The last few weeks i've been really struggling with these thoughts. Am I really following Jesus? Am I following his call on my life or am I just doing what I really want to do? I do truly believe God has called me to Uganda but I wonder if I didn't want to go would I still go? I'm starting to realize i'm not chasing after God with my whole heart because my motivation isn't really him.

I justified my calling by my joy. I concluded because Uganda felt so right and I felt so happy it must be God' will for me. What a completely ridiculously idea. Did Jonah want to go to Ninevah? Did Mary want to a pregnant teenager? Did Abraham want to leave the only home he knew? The truth is none of this is about me. It's all about God.

If my motivation truly was God I would find him here in America too. If my focus was Jesus I would be able to find just as much joy here as in Uganda. I would learn to be content in all situations, as long as I had Him by my side.

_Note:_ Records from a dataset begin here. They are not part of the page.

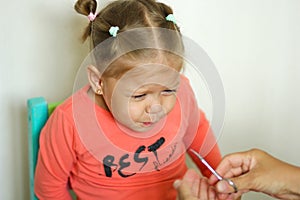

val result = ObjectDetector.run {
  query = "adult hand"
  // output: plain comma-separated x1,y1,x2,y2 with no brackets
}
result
209,149,300,199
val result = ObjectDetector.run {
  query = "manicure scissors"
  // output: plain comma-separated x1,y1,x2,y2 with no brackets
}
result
189,149,238,193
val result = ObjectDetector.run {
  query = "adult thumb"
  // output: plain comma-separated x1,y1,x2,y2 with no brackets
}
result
216,176,251,194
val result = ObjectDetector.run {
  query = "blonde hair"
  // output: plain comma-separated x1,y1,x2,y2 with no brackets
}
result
75,0,183,76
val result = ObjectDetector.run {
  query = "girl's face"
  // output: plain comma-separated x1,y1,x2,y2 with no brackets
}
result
103,63,180,132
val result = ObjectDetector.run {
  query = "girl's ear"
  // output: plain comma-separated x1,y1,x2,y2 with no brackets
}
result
87,65,103,95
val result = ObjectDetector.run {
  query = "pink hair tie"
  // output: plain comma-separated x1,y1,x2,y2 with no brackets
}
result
88,12,97,22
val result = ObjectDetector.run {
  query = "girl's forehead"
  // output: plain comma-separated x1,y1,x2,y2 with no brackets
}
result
113,63,180,91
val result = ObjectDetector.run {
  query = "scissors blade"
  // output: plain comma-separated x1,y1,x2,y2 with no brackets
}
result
190,149,223,181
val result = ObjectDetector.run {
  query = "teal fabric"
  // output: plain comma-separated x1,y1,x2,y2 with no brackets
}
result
27,97,48,200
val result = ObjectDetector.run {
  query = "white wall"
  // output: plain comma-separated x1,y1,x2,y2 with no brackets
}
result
0,0,300,200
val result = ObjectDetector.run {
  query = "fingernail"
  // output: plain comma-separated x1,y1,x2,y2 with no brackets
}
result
173,180,181,189
217,181,226,192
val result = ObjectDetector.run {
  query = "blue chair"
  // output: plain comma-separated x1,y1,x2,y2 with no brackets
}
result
27,97,60,200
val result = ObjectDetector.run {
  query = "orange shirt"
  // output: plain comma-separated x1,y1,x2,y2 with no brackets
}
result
35,77,221,200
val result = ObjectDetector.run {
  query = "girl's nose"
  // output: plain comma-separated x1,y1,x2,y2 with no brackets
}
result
147,104,162,114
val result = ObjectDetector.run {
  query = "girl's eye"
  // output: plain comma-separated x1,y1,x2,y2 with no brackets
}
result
162,90,176,95
131,94,146,101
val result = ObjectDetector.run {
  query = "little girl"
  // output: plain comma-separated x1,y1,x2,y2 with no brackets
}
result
35,0,221,200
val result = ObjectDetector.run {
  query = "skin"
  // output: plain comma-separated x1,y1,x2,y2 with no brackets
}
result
88,59,180,132
174,149,300,200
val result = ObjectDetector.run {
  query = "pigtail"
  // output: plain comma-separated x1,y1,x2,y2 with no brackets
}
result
157,2,180,32
74,0,97,42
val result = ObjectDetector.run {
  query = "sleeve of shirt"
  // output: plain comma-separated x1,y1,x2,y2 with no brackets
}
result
34,109,76,200
187,111,222,177
181,78,222,177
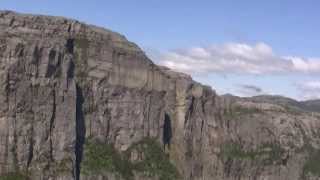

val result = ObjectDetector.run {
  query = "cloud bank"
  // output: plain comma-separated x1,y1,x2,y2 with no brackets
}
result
158,43,320,75
297,81,320,99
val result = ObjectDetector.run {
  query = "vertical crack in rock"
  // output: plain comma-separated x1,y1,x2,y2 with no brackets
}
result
75,84,85,180
162,113,172,150
49,86,57,160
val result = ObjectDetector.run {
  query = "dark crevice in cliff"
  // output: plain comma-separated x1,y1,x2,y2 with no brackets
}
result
184,96,195,126
49,87,57,160
75,84,85,180
45,50,57,78
27,125,34,168
66,39,74,54
162,113,172,150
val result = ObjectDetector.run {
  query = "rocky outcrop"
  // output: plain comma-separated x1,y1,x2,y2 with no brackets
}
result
0,11,320,180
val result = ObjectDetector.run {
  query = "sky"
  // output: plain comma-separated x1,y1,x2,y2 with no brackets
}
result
0,0,320,100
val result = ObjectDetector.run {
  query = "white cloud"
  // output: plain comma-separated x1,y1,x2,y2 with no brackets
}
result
158,43,320,74
297,81,320,99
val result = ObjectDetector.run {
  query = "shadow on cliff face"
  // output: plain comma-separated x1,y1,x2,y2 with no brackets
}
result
75,85,86,180
162,113,172,150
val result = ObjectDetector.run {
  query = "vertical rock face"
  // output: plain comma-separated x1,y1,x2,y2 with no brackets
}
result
0,11,320,180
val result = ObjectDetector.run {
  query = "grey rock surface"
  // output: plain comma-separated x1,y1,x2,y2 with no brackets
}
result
0,11,320,180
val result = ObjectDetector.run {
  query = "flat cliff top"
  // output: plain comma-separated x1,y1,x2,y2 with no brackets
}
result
0,10,142,53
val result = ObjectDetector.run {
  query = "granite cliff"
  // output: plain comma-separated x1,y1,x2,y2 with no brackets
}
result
0,11,320,180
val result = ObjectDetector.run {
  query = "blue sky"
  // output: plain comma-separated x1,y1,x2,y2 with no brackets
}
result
0,0,320,99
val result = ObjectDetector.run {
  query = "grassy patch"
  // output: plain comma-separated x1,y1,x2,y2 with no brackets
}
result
221,143,284,165
302,150,320,177
224,105,263,118
81,140,133,179
0,172,28,180
81,138,179,180
127,138,179,180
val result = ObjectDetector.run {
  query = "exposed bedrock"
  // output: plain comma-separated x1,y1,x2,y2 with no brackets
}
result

So i've been asking myself the "what ifs"

What if God said no Uganda? What is He said wait a few more years? What is he said there wasn't a husband coming? What if he said I wouldn't be a mother?

Would I still follow him to the hard places? The places I don't want to go. Would I trust there are rewards there too?

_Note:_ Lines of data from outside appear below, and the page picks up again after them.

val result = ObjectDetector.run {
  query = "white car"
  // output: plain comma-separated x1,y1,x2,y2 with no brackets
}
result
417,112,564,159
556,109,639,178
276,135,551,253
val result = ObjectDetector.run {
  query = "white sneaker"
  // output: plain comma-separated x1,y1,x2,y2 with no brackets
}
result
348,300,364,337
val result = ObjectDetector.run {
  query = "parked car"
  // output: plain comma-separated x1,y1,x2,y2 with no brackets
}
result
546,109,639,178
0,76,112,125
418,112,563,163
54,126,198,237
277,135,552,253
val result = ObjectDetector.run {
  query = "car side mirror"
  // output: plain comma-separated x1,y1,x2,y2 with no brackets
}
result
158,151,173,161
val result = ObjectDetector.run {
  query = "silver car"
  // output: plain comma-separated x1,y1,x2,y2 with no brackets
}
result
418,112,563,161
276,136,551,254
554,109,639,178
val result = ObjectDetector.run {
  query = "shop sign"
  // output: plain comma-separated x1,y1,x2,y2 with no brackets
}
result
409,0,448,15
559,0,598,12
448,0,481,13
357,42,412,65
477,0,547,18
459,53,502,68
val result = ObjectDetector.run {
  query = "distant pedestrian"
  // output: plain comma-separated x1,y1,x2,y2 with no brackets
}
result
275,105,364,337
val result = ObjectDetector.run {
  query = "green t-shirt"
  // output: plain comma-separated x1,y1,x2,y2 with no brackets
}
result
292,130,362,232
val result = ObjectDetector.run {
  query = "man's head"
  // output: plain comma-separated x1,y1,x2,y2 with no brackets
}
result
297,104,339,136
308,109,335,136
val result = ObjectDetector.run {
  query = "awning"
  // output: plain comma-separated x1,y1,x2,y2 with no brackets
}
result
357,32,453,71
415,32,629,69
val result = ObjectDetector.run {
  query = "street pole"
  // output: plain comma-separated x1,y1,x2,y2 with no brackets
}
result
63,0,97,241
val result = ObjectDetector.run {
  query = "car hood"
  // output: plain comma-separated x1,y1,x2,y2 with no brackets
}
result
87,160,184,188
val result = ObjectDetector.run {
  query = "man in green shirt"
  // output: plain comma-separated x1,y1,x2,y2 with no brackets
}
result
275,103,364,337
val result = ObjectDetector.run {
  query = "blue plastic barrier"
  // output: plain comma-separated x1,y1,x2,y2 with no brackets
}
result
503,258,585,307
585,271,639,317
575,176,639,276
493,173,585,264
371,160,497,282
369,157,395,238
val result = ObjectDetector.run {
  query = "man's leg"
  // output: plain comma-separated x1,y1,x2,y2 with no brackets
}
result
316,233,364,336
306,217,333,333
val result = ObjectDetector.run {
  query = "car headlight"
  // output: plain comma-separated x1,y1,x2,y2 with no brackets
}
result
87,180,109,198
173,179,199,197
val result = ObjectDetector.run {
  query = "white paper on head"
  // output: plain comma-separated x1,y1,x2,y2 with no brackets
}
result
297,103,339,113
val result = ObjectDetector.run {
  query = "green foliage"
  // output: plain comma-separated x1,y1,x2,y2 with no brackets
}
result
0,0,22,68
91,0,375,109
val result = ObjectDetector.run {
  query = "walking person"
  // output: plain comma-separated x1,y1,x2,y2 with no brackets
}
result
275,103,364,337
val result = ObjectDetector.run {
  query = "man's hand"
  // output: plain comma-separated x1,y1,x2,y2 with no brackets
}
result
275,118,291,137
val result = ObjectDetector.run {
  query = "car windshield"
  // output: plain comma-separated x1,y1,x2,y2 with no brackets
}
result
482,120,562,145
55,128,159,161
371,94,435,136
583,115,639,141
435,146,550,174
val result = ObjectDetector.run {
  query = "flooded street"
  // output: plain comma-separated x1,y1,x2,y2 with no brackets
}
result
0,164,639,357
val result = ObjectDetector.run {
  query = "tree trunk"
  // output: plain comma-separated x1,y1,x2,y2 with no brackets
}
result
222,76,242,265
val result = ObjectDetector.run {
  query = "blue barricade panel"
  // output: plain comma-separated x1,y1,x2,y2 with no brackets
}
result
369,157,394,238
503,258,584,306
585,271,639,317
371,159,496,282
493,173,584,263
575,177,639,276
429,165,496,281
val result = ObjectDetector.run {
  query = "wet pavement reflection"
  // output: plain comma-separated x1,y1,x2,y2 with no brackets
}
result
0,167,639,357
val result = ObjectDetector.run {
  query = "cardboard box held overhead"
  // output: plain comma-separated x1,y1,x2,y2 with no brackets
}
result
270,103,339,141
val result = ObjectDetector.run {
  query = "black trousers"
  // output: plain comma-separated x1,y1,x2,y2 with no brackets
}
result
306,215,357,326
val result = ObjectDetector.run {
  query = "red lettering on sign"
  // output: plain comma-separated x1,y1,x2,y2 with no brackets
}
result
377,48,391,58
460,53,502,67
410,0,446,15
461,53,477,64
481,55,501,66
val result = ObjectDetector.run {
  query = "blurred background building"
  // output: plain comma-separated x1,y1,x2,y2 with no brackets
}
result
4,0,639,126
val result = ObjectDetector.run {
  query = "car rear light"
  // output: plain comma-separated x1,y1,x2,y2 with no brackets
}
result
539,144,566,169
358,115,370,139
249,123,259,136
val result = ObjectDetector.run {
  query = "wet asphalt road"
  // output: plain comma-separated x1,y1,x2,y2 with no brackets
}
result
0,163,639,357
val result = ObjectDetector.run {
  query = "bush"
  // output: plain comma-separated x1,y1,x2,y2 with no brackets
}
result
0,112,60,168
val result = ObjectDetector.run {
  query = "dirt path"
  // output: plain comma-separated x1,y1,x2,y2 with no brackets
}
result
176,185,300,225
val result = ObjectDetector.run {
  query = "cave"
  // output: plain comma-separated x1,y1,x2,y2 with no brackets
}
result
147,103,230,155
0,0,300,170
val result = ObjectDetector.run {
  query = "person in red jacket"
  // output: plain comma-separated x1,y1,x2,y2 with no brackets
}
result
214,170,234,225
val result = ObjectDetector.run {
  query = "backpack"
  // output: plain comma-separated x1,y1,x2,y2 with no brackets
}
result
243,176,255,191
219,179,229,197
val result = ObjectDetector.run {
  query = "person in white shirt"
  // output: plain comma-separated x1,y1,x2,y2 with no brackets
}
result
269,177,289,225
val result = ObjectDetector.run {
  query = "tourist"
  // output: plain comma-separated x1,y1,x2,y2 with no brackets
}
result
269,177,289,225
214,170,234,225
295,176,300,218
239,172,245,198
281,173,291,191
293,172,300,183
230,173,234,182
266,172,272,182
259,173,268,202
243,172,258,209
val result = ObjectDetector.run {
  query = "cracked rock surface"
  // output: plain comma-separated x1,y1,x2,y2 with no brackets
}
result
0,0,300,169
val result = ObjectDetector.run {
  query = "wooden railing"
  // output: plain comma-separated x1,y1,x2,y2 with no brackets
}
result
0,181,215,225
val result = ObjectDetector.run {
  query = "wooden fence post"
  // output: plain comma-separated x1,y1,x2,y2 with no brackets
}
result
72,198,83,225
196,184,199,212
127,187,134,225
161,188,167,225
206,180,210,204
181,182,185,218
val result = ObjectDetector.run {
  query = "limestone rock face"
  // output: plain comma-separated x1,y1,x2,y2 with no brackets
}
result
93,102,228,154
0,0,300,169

Because this whole radically loving God thing has nothing to do with what great things we accomplish but everything to do with obeying God. Even if that means being completely ordinary. Even if that means a quiet life in a dead end job. Even if it means just being an amazing stay at home mom.

Because I don't think missionaries in Africa are as radical as them. The Christians who get no recognition. The one's whose accomplishments aren't viewed as such here on earth. The one's who just follow blindly where God leads, even when there is no earthly glory.

You are my heroes. I want to learn from you, I want to be like you. And I have a feeling in heaven you'll be the one's everyone's patting on the back.